Aborder cette problématique en
peintre m'a donc amené à choisir une sorte de
savant passeur - authentique historien de l'art du XVII°
siècle dont la spécialité - le portrait
- l'exposait malicieusement à ma démarche. Sa
situation théâtrale - par son premier plan et la
particularité de son éclairage - contraint le
spectateur en osmose à ralentir le temps pour errer dans
cette Arcadie mentale avec lui.
Ses yeux lancent une section d'or vers les sommets de la vasque
et de la pyramide qui projette ce rapport verticalement vers
le sommet de la glorieuse coupole.

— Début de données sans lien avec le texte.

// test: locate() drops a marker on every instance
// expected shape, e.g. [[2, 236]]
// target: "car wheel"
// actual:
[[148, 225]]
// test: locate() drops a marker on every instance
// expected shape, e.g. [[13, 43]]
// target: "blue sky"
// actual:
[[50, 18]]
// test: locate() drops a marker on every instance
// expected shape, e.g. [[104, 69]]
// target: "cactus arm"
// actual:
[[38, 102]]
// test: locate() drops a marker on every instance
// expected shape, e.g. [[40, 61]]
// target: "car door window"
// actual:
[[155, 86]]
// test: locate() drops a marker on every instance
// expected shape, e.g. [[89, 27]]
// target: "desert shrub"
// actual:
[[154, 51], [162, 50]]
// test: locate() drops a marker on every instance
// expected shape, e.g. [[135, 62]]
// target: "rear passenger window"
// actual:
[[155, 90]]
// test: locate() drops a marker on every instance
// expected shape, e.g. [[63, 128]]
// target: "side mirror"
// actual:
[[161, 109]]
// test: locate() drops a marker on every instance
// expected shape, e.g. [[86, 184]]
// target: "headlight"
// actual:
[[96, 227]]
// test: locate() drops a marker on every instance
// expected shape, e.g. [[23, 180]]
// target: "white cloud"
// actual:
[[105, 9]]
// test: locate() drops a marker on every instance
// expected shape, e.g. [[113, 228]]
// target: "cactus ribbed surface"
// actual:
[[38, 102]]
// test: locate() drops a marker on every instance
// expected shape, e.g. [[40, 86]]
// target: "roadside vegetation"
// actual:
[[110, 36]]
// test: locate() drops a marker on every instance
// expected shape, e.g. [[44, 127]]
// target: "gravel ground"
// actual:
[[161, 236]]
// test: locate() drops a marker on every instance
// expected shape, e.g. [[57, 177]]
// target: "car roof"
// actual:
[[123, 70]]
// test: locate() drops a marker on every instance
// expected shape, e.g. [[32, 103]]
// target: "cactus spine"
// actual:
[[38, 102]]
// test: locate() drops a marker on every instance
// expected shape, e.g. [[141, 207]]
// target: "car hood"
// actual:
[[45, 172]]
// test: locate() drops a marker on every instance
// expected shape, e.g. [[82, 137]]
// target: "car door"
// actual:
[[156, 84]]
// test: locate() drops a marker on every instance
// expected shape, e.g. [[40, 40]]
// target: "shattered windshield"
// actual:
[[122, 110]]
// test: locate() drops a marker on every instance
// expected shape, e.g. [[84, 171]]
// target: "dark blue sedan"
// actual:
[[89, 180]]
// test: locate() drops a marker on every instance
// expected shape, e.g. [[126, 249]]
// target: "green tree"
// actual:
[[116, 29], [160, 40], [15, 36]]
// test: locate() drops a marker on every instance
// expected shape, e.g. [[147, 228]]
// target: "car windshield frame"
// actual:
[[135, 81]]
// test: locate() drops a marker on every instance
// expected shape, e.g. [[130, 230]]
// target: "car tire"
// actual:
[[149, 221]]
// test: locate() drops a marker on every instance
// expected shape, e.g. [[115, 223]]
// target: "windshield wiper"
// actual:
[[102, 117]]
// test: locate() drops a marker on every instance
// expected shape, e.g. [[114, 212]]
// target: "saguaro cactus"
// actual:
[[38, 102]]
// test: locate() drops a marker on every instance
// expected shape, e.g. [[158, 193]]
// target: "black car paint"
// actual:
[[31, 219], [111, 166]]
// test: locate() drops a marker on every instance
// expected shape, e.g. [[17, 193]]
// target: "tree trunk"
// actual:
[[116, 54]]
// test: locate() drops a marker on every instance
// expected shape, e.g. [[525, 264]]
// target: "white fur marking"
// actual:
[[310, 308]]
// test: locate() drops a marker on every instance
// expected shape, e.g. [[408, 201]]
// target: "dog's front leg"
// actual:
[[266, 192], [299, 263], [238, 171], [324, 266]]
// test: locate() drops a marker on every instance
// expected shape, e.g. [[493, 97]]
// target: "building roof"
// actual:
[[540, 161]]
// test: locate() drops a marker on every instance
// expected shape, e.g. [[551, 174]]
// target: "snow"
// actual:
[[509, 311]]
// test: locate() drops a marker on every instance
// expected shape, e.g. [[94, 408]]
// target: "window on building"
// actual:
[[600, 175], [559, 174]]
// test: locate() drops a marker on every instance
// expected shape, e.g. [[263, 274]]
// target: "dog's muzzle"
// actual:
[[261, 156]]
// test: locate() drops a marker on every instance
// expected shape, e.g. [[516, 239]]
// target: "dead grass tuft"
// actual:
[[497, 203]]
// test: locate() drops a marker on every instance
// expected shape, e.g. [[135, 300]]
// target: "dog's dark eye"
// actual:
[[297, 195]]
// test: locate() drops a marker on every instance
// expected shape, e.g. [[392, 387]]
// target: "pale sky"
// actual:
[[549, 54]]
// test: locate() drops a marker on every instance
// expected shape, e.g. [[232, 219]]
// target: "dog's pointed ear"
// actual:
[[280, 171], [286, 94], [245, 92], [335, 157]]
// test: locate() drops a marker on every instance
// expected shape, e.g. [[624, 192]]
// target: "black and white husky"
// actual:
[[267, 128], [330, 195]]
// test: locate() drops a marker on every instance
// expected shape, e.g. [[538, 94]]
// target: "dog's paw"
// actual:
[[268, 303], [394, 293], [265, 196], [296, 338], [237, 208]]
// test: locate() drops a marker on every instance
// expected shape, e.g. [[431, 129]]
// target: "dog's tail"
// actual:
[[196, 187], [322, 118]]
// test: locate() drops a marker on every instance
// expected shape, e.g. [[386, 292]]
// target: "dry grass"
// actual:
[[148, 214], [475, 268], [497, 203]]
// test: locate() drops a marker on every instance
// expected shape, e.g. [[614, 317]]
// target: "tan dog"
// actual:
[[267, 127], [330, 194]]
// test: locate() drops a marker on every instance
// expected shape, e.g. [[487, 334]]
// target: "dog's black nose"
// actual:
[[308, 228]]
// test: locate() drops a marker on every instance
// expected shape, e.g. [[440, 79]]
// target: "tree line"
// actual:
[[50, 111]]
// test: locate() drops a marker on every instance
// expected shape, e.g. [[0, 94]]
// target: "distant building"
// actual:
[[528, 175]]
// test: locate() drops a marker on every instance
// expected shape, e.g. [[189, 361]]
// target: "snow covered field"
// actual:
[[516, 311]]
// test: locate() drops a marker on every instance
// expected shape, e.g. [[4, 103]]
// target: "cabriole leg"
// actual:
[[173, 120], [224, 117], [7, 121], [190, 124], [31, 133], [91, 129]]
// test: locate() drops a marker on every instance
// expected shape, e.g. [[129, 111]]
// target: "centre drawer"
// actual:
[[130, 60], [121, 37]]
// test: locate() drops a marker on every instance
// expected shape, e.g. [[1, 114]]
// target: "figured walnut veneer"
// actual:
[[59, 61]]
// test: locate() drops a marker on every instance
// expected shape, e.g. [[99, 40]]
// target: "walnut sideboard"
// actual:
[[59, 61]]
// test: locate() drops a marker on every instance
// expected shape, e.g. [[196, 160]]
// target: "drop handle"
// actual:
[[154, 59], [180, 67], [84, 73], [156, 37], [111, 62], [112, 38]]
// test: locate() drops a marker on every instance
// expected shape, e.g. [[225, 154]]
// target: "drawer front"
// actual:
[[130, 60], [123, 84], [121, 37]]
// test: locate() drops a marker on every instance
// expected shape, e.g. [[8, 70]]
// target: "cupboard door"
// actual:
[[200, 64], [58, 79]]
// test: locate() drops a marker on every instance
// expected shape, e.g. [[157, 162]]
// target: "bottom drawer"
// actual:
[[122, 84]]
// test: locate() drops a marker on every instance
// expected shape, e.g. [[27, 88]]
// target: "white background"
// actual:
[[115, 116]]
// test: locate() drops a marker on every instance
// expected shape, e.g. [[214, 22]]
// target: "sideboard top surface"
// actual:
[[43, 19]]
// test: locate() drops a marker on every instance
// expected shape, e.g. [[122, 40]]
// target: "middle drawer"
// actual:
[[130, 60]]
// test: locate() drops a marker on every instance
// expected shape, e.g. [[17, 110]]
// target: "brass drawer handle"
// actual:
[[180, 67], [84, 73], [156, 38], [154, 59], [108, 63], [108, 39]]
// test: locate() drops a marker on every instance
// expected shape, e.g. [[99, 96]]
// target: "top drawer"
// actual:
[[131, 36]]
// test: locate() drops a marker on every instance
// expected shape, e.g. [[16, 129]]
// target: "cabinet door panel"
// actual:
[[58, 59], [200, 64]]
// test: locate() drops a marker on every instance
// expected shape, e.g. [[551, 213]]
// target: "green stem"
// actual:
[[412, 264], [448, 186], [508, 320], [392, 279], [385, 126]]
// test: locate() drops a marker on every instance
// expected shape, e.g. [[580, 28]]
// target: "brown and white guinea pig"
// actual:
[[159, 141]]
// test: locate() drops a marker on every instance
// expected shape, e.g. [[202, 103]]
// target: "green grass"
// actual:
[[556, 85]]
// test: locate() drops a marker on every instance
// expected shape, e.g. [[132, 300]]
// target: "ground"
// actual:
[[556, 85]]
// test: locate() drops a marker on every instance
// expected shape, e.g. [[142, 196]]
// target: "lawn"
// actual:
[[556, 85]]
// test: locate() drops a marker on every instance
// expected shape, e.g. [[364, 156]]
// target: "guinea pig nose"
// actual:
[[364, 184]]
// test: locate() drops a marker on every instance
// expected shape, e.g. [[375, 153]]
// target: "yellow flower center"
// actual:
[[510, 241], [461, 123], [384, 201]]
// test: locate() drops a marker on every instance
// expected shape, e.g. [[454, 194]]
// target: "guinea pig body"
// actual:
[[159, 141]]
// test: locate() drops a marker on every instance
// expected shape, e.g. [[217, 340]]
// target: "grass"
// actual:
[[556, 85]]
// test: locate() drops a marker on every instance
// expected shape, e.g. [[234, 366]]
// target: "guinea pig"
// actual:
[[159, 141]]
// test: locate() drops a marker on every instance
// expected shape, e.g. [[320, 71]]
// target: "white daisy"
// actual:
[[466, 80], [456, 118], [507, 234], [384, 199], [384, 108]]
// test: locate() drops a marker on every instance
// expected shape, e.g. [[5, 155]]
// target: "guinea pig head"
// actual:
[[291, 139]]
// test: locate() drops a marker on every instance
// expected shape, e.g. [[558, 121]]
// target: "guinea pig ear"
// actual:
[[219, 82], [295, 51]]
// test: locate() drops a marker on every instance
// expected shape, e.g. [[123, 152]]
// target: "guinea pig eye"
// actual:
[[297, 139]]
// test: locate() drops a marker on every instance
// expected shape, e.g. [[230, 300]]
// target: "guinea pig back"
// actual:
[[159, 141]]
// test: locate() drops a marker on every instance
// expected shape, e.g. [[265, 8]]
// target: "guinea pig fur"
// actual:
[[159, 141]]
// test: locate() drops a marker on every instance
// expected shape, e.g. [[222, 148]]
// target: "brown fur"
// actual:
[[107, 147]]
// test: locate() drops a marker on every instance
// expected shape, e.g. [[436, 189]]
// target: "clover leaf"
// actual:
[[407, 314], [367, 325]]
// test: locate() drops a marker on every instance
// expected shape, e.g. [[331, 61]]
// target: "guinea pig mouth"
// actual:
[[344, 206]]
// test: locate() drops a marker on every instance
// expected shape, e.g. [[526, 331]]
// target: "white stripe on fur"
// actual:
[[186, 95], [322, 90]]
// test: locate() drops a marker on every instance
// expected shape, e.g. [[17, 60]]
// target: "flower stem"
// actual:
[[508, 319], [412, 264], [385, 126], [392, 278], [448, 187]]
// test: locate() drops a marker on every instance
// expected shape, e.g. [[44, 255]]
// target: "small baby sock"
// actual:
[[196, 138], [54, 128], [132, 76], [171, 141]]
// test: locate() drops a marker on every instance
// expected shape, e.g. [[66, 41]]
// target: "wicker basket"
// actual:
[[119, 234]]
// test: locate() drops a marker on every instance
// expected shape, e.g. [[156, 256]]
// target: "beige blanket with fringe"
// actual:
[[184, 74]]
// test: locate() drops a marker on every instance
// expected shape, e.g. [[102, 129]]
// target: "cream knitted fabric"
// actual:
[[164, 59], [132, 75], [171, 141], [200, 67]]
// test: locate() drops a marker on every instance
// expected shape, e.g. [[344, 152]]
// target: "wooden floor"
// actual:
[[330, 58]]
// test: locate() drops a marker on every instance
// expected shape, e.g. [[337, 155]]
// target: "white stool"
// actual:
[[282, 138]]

Mais l'axe principal de la
méditation est une grande diagonale qui passe par la
vasque, le tombeau puis le palais de l'esprit avant de finir
sur l'Olympe.
La mort, centre de la configuration élégiaque,
le savoir, l'écoulement du temps, la précarité
du bonheur, la cité idéale, les eaux calmes et
nourricières, le couple d'arbres, le sombre animal reflétant
le côté négatif de nos entreprises, évoquent
la perte d'un théâtre de la pensée où
l'homme dialoguait avec le monde.
Je voulais enfin, tel Poussin exposant
ses intentions à ses commanditaires, déployer
une rhétorique simple et chaleureuse, mais la mélancolie
crépusculaire qui nimbe la toile où l'orage vient
de passer vous dit que peindre maintenant est plus désespérant
qu'au XVII° siècle.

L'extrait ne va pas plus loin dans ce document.